School Resource Officer being discussed for Delano

By Ryan Gueningsman
Managing Editor

Several community members recently brought their thoughts and Wright County Sheriff Gary Miller, to the Delano School Board about the district being the last in the county that does not have a school resource officer (SRO).

Dawn Schieffer of MEADA (methamphetamine education and drug awareness), along with several other parents, were present with the sheriff and Sergeant Eric Leander at a school board meeting in late August.

The SRO program in Wright County began in the mid-late 1990s, Leander said. It started with one officer who spent time between schools in St. Michael and Monticello, and grew from there, Leander said.

“All of them were part-time to begin with,” Leander said. “Once they (schools) realized how much they liked them (school resource officers), it went from part-time to full-time.”

Maple Lake Schools had a school resource officer, quit the program, than asked to have it back, Leander said.

Miller said that earlier in his career, he did not believe cops were needed in schools, but that he has changed his opinion of the program after seeing the benefits first-hand.

“I’m all the way around the bend now, and it’s the best thing since sliced bread,” Miller said.

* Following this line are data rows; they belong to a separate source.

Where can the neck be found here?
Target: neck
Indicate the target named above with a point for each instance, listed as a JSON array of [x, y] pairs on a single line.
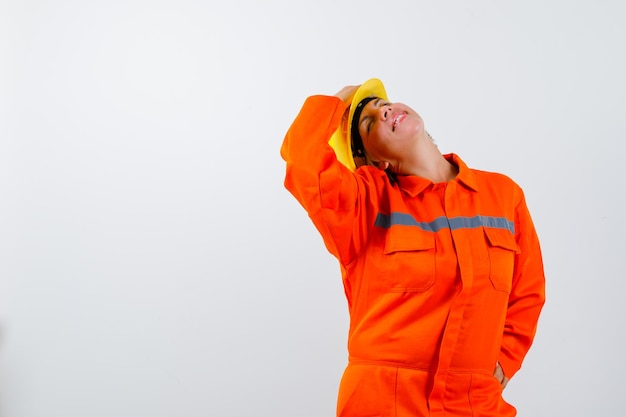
[[429, 163]]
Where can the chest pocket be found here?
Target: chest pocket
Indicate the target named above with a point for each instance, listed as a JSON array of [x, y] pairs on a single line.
[[502, 248], [409, 260]]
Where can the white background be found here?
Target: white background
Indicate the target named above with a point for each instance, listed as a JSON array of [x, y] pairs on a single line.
[[151, 262]]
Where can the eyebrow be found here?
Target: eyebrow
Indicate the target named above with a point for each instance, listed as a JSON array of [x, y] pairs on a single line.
[[366, 117]]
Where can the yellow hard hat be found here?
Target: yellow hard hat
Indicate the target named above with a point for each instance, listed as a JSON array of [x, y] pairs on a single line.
[[341, 140]]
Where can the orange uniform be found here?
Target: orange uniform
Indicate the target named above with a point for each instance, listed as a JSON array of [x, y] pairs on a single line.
[[442, 279]]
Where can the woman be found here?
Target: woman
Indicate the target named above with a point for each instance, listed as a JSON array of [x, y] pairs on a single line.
[[440, 263]]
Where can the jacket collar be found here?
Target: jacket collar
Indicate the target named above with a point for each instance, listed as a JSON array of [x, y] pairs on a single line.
[[414, 185]]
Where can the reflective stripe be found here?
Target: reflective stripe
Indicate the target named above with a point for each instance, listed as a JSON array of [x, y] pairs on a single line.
[[403, 219]]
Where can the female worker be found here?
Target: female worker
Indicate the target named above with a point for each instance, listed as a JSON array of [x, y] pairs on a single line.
[[440, 263]]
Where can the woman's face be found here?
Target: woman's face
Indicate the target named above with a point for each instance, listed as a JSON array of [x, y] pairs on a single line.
[[389, 130]]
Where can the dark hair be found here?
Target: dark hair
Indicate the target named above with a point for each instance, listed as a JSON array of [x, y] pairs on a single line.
[[358, 150]]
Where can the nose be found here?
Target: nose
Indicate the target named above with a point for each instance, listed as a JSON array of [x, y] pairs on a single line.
[[384, 112]]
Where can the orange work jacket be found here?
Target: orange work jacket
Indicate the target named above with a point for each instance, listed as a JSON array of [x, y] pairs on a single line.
[[442, 280]]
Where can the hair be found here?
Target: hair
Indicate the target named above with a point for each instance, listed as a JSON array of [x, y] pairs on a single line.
[[358, 150]]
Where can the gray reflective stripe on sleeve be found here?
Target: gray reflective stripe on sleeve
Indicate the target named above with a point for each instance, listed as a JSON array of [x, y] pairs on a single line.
[[403, 219]]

School board members questioned Miller and Leander about the officer’s schedule every day, and how they keep busy.

Leander explained that in the morning, the officer typically spends some time in the parking lot, dealing with parking and traffic issues that may arise.

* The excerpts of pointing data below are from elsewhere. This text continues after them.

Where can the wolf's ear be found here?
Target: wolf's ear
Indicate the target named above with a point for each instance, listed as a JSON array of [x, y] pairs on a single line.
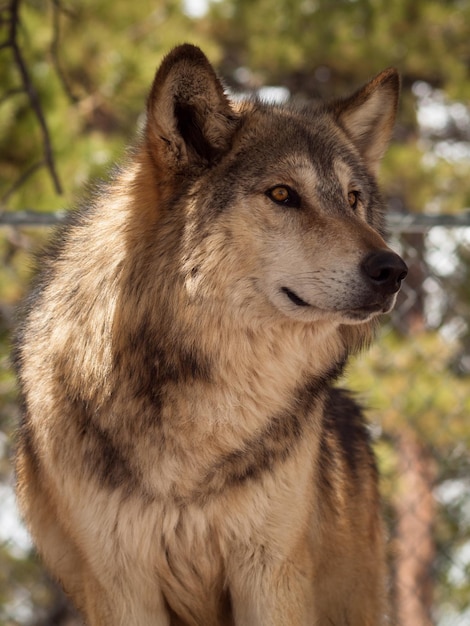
[[369, 114], [189, 119]]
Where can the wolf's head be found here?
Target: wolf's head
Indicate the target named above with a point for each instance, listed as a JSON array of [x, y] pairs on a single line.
[[278, 206]]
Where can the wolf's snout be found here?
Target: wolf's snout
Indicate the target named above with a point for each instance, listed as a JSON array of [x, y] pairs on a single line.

Once school starts, the officer would meet once a week with a probation officer, and continue spending time with students. Officers in the school also can work on special presentations, along with being available at a moment’s notice to respond to any emergency that may arise.

Officers are also available to assist in emergency management planning and with crisis management plans for the district.

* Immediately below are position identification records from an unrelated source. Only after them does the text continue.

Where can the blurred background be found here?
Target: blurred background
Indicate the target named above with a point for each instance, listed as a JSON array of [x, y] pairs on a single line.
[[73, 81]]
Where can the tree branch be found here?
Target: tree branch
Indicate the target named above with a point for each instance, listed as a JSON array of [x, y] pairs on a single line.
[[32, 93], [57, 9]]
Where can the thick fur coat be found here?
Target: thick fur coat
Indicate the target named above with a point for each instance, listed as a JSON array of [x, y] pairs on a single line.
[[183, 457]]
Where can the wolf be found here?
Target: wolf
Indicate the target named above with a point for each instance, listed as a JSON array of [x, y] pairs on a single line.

He said the biggest advantage of the SRO program is consistency – the same deputy is present in the school, and gets to know how staff and administration want issues handled.

Leander has been with the sheriff’s department for about 10 years, and has been in law enforcement for 12 years.

He said interest has been raised by several local residents about why there is not a program in place at Delano schools. Leander said there is a lot of interest from parents who are concerned that there is not a program in place due to the size of the school district, and the fact that Delano is close to the metro area.

“They are the last district we cover that does not have a SRO,” Leander said of Delano.

Leander said that having a SRO in local schools will affect and help people who don’t even have children in that sometimes crimes can be solved, or even prevented, by having that constant officer presence within the school.

He added that sometimes officers who are in the schools on a regular basis here things about crimes that have happened in the area, and can use that information to help solve those crimes, and reduce the number of unsolved crimes.

Brian Johnson, who works at Monticello schools as an SRO, considers having an SRO a proactive stance, and wants to let people know that the program is “not about arresting people,” he said.

“SROs are a big help in incidents that happen outside of school,” Johnson said.

He spent four years at the Dassel-Cokato School District, then went on and spent some time as a detective, before returning to the Monticello School District this fall.

“My first year in DC started out at 15 hours per week. The second year was 25 hours, and the fourth year it was made into a full-time spot,” he said.

Johnson compared the school resource program to having an officer within a community. A school essentially becomes its own community, and can have more than 2,000 people at a given time, counting staff and students.

“That’s the size of a small city,” Johnson said. “Why wouldn’t you have someone here?”

Delano school enrollment numbers for the first day of school showed the elementary school at 765 students, the middle school at 698 students, and the high school at 710 students, according to Supt. John Sweet.

“Some people get nervous of the gun,” Johnson said. “But after a while, people stop looking at the gun and they look at you.”

At this point, Sweet said this issue will most likely show up at the Delano City Council next, which may offer some more input on the issue, as well as potential cost-sharing.